A multiple cell battery charger configured in a parallel topology provides
constant current charging. The multiple cell battery charger requires
fewer active components than known serial battery chargers, while at the
same time preventing a thermal runaway condition. The multiple cell
battery charger in accordance with the present invention is a constant
voltage constant current battery charger that includes a regulator for
providing a regulated source of direct current (DC) voltage to the
battery cells to be charged.

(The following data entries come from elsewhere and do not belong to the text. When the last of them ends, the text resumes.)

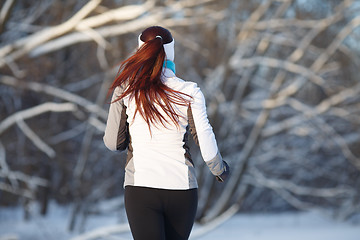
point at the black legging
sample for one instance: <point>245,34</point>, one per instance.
<point>159,214</point>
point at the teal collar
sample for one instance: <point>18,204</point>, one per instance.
<point>170,65</point>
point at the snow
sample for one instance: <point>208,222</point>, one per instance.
<point>284,226</point>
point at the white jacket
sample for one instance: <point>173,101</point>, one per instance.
<point>161,159</point>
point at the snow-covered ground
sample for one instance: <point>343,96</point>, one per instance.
<point>285,226</point>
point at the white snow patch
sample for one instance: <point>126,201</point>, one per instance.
<point>284,226</point>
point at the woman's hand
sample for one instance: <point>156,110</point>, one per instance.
<point>225,174</point>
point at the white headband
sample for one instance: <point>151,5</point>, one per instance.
<point>168,47</point>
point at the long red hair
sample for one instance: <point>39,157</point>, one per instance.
<point>140,75</point>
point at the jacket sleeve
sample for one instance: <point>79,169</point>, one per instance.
<point>203,134</point>
<point>116,135</point>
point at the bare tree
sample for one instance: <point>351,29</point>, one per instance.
<point>280,79</point>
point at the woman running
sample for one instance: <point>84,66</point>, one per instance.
<point>150,114</point>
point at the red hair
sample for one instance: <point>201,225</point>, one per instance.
<point>140,75</point>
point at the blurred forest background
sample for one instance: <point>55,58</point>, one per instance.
<point>281,80</point>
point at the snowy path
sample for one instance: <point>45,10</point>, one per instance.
<point>288,226</point>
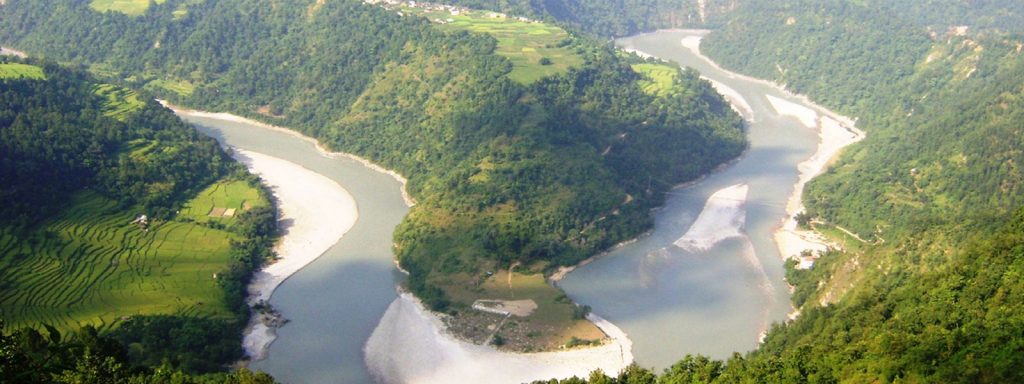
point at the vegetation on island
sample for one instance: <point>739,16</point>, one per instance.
<point>928,288</point>
<point>512,160</point>
<point>924,288</point>
<point>101,224</point>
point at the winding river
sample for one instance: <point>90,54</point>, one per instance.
<point>713,298</point>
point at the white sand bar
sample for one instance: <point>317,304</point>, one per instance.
<point>410,345</point>
<point>735,99</point>
<point>792,241</point>
<point>314,211</point>
<point>723,217</point>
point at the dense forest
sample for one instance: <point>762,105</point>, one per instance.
<point>624,17</point>
<point>552,171</point>
<point>68,145</point>
<point>613,18</point>
<point>87,356</point>
<point>934,294</point>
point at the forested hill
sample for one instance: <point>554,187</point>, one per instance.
<point>62,132</point>
<point>543,172</point>
<point>614,17</point>
<point>624,17</point>
<point>932,289</point>
<point>105,225</point>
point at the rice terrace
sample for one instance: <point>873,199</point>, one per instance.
<point>96,263</point>
<point>536,49</point>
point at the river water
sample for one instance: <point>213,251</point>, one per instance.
<point>673,301</point>
<point>670,301</point>
<point>335,302</point>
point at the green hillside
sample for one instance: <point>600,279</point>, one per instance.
<point>89,265</point>
<point>935,293</point>
<point>513,161</point>
<point>93,179</point>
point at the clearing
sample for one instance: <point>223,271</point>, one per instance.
<point>91,265</point>
<point>221,203</point>
<point>16,70</point>
<point>120,101</point>
<point>536,49</point>
<point>657,79</point>
<point>526,313</point>
<point>129,7</point>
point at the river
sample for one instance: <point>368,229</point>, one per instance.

The battery charger also includes a pair of
battery terminals coupled in series with a switching device, such as a
field effect transistor (FET) and optionally a battery cell charging
current sensing element, forming a charging circuit. In a charging mode,
the serially connected FET conducts, thus enabling the battery cell to be
charged. The FETs are controlled by a microprocessor that monitors the
battery cell voltage and cell charging current and optionally the cell
temperature. The microprocessor periodically adjusts the charging current
of each cell to maintain a relatively constant current. When the
microprocessor senses a voltage or temperature indicative that the
battery cell is fully charged, the FET is turned off, thus disconnecting
the battery cell from the circuit. Accordingly, the battery charger in
accordance with the present invention utilizes fewer active components
and is thus less expensive to manufacture than known battery chargers
configured with a serial topography while at the same time providing
constant current charging to avoid a thermal runaway condition.